Er hatte sich nicht getäuscht. Die Frau war tot, erschlagen von einem der zahllosen Trümmerstücke, die von der Decke gestürzt waren, und dem weit mehr überraschten als qualvollen Ausdruck auf ihrem Gesicht nach zu urteilen schien es zumindest schnell gegangen zu sein. Es fiel Mogens schwer, ihr Alter zu schätzen.

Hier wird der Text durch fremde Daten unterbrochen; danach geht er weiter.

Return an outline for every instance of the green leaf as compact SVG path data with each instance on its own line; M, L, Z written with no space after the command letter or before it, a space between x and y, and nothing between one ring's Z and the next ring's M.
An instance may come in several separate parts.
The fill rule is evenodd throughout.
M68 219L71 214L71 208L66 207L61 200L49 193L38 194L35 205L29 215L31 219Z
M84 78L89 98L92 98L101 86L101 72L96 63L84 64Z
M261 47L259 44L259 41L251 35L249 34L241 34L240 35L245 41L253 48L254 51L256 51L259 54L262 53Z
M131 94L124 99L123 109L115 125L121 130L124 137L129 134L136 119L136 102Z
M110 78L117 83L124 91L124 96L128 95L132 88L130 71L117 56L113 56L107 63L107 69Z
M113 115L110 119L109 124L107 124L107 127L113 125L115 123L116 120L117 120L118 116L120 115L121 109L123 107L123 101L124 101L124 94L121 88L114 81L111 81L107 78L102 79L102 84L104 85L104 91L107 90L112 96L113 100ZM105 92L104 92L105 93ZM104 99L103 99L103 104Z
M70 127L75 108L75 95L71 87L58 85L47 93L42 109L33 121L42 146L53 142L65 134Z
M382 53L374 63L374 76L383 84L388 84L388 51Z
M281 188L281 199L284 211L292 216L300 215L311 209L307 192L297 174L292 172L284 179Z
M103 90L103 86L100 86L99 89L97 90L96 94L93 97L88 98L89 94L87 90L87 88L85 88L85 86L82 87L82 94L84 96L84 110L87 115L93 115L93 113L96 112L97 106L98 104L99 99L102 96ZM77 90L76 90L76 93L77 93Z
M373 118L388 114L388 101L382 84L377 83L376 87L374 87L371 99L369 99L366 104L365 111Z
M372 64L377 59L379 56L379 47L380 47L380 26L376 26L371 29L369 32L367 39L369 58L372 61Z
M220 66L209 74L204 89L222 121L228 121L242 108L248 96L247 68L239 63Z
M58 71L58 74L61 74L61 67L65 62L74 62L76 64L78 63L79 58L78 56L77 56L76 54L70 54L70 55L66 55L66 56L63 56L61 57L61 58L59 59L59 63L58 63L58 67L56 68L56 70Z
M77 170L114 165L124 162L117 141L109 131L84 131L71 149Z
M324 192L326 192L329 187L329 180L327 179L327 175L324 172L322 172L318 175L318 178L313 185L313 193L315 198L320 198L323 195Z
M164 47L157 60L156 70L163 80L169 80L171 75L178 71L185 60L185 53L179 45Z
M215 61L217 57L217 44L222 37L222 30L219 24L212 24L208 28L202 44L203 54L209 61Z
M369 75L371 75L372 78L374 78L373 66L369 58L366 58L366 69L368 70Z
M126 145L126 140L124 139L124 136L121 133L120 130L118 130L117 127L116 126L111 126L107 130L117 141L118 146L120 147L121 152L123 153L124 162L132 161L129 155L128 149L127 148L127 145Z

Sie war nicht so jung wie das Mädchen, von Miss Preusslers Alter aber ungleich weiter entfernt als von dem seinen, wirkte aber dennoch zugleich auf eine Weise gebrechlich und ausgezehrt, als hätte das Leben mehr von ihr verlangt als von anderen selbst in einer mehrfachen Spanne der Jahre, die sie durchlitten hatte.

»Professor«, sagte Miss Preussler.

Mogens ignorierte sie und wandte sich der nächsten Toten zu. Und der nächsten. Und der nächsten.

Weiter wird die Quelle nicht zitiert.